Le 31 octobre 2012, le Conseil de la Fédération (chambre haute du Parlement) a approuvé, à l’unanimité moins une abstention, des amendements élargissant les notions de “secret d’Etat” et de “haute trahison” . Examinés en un temps record par la Douma, ces amendements entreront en vigueur dès que Vladimir Poutine les aura promulgués.
“Nous appelons instamment le Président à ne pas signer ce texte dangereux et contraire aux engagements internationaux de la Russie, a déclaré Reporters sans frontières. La sécurité nationale doit bien sûr être protégée. Mais les amendements approuvés par le Conseil de la fédération reposent sur des définitions si vagues et ambiguës, qu’ils ne peuvent que pousser à l’autocensure toute personne abordant des sujets sensibles. Alors que chaque ONG russe percevant des financements extérieurs est désormais forcée de s’afficher comme ‘agent de l’étranger’ sous peine de prison, l’extension indéfinie de la notion de ‘haute trahison’ est extrêmement inquiétante.”
Dans sa version révisée, l’article 275 du code pénal définit ainsi la “haute trahison” comme “le transfert d’un secret d’Etat” non plus seulement à une organisation ou un Etat étrangers, mais aussi à une “organisation internationale ou ses représentants”. La nouvelle définition inclut également toute “aide financière, assistance technique, consultative ou
autre” apportée à des “activités dirigées contre la securité de la Fédération de Russie”. Cette dernière formulation est délibérément plus vague que la précédente, qui faisait référence à “des activités menées au détriment de la securité” du pays – une notion plus concrète en russe, qui supposait l’existence d’un dommage particulier ou d’une menace directe. De
même, la notion de “sécurité” est étendue dans le nouveau texte, pour inclure la sécurité intérieure aussi bien qu’extérieure.
Sont passibles de sanctions tous ceux qui auront obtenu des informations secrètes non plus seulement “dans le cadre de leur travail”, mais aussi “dans le cadre de leurs études ou dans les autres cas prévus par la loi”. L’introduction du nouvel article 283.1 “sur l’obtention illégale d’informations relevant du secret d’Etat” instaure une double pénalisation, pour la réception et la “diffusion” de telles informations.
Trois ans de prison pour blasphème ?
Dernier avatar de cette nouvelle vague législative liberticide, la Douma examine actuellement un projet de loi déposé le 26 septembre 2012, qui vise à “protéger les sentiments des croyants”. Dans la droite ligne du combat mené par Moscou au sein des instances internationales pour la reconnaissance des “valeurs traditionnelles” , ce texte prévoit des peines allant jusqu’à trois ans d’emprisonnement pour punir l’“offense publique ou le rabaissement des dignitaires religieux (…) ou l’offense aux convictions et sentiments religieux des citoyens”, ainsi qu’une augmentation de 100% des amendes.
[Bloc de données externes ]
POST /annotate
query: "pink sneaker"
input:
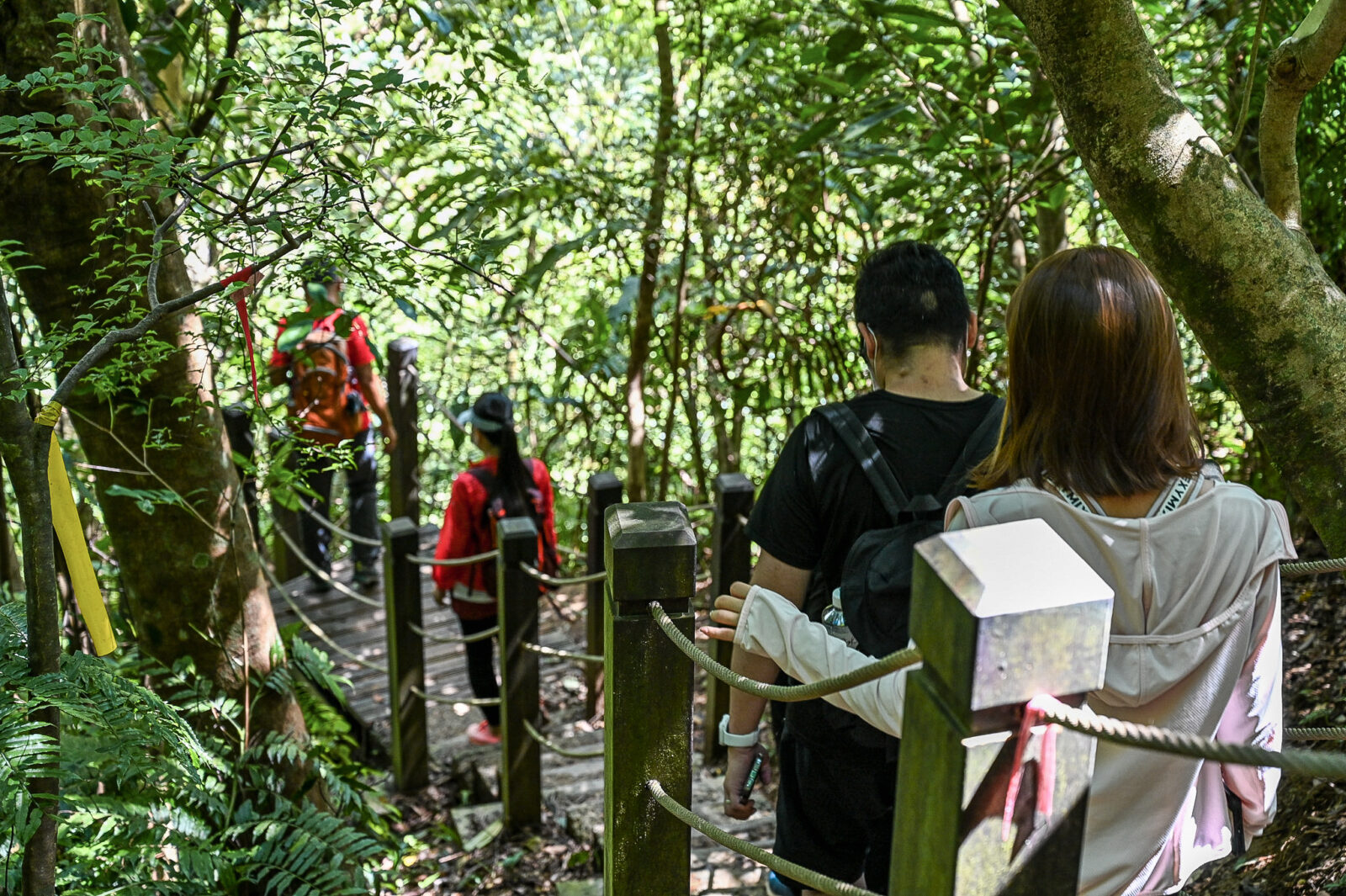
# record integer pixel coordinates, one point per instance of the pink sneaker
(481, 734)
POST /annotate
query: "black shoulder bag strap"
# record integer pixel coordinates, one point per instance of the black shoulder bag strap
(856, 437)
(980, 443)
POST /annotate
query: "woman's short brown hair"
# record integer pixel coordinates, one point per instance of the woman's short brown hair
(1097, 397)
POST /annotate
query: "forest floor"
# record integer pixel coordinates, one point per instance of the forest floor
(1303, 853)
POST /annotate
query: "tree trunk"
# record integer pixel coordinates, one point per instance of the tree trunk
(643, 321)
(1267, 314)
(190, 574)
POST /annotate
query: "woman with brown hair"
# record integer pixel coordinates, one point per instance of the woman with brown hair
(1100, 442)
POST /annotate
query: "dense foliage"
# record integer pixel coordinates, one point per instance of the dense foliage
(482, 175)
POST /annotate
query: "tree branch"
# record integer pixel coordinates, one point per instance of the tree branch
(118, 337)
(1294, 69)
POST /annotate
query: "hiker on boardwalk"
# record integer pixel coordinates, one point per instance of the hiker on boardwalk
(1100, 442)
(500, 485)
(333, 385)
(838, 774)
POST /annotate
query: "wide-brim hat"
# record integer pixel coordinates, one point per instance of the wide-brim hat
(490, 413)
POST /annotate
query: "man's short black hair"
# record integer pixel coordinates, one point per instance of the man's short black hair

Le projet de loi a reçu le soutien de l’ensemble des partis politiques représentés à la Douma – y compris le Parti communiste (KPRF) dont le représentant, Sergueï Oboukhov, a regretté qu’une telle disposition “n’ait pas été adoptée quatre ans plus tôt” et espéré que le projet de loi soit adopté “dès cette session parlementaire”. “Les campagnes antireligieuses sont capables de déstabiliser la société”, a-t-il déclaré à l’agence de presse RIA Novosti, avant de conclure : “L’aggravation des peines prévues pour l’offense aux sentiments des croyants est aujourd’hui nécessaire à la tranquillité, à la paix et à la sécurité”.
La nécessité d’une telle initiative est d’autant plus douteuse que le code pénal mentionne déjà les motifs religieux parmi les critères de “l’atteinte à la dignité humaine” (article 282 ). Par ailleurs, comme l’a illustré le célèbre procès de trois chanteuses du groupe punk Pussy Riot, le blasphème et la profanation des lieux sacrés sont déjà réprimés comme des expressions de “hooliganisme” et d’”incitation à la haine”.
Cet été, la Douma avait déjà adopté dans la précipitation une série de lois repénalisant la diffamation , punissant les manifestations illégales par des amendes astronomiques et encadrant de façon ubuesque les ONG recevant des financements étrangers.